Par le biais de la commission Justice, Paix et Sauvegarde de la Création, l’Eglise du Christ au Congo (ECC) a salué la condamnation jeudi 21 Novembre, par la haute cour militaire, du ministre provincial de l’intérieur de Kinshasa, Dolly Makambo dans l’affaire du meurtre de l’administrateur du centre de santé de référence « Vijana » dans la commune de Lingwala.

Ce ministre a été condamné pour avoir incité ses gardes du corps (policiers) à commettre des actes « contraires » à leurs devoirs, selon le verdict de la haute cour, condamnant également le policier meurtrier à la peine capitale par contumace.

Bagachuraki Kavusa Semeyi, propriétaire de la parcelle dans l’enceinte de Vijana, au cœur du conflit, et Kamanda Serges, le chauffeur du ministre Dolly Makambo, ont écopé de la même peine que le ministre et pour la même infraction.
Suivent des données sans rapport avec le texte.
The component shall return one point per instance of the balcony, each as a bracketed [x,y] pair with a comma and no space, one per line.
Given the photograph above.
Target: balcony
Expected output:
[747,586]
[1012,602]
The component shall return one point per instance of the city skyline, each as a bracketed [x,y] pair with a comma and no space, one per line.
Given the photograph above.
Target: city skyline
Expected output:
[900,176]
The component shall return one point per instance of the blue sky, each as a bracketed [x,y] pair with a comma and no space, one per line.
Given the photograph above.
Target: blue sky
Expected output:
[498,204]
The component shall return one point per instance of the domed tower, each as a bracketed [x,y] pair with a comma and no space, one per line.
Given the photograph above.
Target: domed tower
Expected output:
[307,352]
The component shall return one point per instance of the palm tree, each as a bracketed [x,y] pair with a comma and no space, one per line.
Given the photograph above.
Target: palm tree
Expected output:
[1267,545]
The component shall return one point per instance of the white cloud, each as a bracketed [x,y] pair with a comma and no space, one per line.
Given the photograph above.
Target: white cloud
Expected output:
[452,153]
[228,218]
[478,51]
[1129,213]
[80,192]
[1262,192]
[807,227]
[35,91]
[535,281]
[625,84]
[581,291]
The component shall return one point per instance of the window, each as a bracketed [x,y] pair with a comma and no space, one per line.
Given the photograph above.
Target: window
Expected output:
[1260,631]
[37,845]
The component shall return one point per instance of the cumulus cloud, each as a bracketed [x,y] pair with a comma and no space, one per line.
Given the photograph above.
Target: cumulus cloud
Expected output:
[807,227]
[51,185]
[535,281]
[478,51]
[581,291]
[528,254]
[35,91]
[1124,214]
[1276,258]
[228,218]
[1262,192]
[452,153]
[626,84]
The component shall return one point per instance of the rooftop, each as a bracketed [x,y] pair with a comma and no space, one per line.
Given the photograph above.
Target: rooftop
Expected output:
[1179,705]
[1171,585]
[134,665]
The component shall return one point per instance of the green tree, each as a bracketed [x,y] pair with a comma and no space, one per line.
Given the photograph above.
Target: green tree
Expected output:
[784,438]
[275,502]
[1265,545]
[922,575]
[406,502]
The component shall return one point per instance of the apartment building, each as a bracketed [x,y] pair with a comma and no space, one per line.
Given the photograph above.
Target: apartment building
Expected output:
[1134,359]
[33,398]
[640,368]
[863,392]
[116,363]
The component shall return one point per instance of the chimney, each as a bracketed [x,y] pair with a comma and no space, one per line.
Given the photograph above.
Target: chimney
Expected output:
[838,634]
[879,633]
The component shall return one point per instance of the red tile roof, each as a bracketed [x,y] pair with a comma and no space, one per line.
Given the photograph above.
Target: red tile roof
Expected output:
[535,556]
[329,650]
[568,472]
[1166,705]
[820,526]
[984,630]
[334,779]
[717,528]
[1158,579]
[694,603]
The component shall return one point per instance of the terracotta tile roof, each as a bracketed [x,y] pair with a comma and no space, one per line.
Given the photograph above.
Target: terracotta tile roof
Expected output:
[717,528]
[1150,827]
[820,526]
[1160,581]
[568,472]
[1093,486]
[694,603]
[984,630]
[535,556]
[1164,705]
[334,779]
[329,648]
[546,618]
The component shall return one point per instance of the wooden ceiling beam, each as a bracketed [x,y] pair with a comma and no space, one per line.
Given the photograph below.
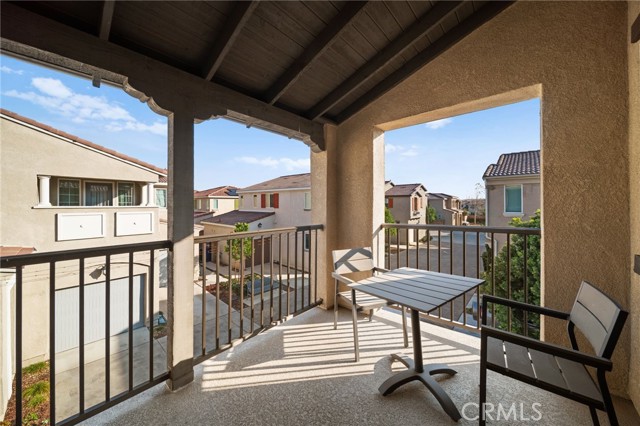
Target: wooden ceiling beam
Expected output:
[433,17]
[444,43]
[319,45]
[106,18]
[32,36]
[235,22]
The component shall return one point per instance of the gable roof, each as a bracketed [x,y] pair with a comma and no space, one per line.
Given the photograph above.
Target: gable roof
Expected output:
[219,191]
[235,216]
[404,190]
[64,135]
[525,163]
[300,181]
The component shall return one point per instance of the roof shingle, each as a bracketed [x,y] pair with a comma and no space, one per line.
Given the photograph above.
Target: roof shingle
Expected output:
[515,164]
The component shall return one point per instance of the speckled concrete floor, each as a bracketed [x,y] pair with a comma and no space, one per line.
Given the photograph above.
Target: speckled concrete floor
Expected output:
[302,373]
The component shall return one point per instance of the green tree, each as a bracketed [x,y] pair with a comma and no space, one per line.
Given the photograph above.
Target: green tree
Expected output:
[236,243]
[431,215]
[517,270]
[388,218]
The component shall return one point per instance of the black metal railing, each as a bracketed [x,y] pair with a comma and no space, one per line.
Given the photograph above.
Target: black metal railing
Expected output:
[253,280]
[81,268]
[507,258]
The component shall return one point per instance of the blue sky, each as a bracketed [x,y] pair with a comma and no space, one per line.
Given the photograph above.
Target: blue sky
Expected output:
[446,156]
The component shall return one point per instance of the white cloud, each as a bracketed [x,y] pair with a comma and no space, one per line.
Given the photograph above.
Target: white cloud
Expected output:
[439,123]
[54,96]
[8,70]
[288,164]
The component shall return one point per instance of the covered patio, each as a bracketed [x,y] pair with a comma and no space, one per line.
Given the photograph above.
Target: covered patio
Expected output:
[337,75]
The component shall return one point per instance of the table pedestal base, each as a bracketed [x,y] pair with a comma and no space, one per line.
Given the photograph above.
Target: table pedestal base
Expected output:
[423,376]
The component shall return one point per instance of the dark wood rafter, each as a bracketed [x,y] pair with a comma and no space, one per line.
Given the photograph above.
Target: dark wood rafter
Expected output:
[430,19]
[33,36]
[319,45]
[236,21]
[106,18]
[635,30]
[448,40]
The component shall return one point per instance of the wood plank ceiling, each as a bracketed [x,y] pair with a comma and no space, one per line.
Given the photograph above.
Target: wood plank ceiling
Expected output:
[321,60]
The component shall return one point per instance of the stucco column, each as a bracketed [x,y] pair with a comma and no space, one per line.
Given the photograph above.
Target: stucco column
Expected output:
[180,214]
[44,184]
[151,194]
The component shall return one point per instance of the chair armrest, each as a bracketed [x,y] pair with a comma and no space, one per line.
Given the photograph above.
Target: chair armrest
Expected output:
[549,348]
[342,278]
[487,298]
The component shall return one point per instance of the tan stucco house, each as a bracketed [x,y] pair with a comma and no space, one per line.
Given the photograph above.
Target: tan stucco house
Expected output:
[407,204]
[448,208]
[513,187]
[61,192]
[218,200]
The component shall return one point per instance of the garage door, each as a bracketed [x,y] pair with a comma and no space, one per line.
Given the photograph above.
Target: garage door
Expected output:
[68,311]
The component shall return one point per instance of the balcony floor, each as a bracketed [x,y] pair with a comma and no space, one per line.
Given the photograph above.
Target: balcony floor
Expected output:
[302,372]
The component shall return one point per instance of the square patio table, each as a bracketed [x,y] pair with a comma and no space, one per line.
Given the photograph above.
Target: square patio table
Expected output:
[420,291]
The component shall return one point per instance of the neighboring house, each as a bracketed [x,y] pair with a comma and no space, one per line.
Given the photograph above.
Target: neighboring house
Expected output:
[448,208]
[219,200]
[513,187]
[407,204]
[60,192]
Commis à la sécurité de la parcelle, Jacques Akilimani a écopé de deux ans de prison pour arrestation arbitraire.  

« L'ECC pense que c'est maintenant le temps de parler du début de l'Etat de droit en RDC. Car, condamner un Ministre provincial en fonction en dépit des manœuvres dilatoires de l'Assemblée provinciale traduit clairement la limitation des déviations du pouvoir politique et la garantie des droits fondamentaux de l'homme par les normes du droit », a déclaré à ACTUALITE.CD, le révérend Eric Nsenga, porte-parole de la deuxième plus grande confession religieuse en RDC.

L’Eglise dit par ailleurs dénoncer les « postures inconstitutionnelles et antipatriotiques » de « certains députés provinciaux qui tentent de se substituer en club de défenseurs des antivaleurs et ce, au mépris du Peuple qui leur a confié le mandat de défendre l'intérêt supérieur de la Nation et le bien-être des populations », a soutenu Senga.

Aux députés tant nationaux que provinciaux, l’Eglise qui promet « tout son soutien à la justice pour éradiquer fondamentalement les inégalités dans toutes leurs formes et promouvoir un Etat de droit », appelle à « ne pas faire ombrage à l'ultime exigence du changement décidé par le  Peuple ».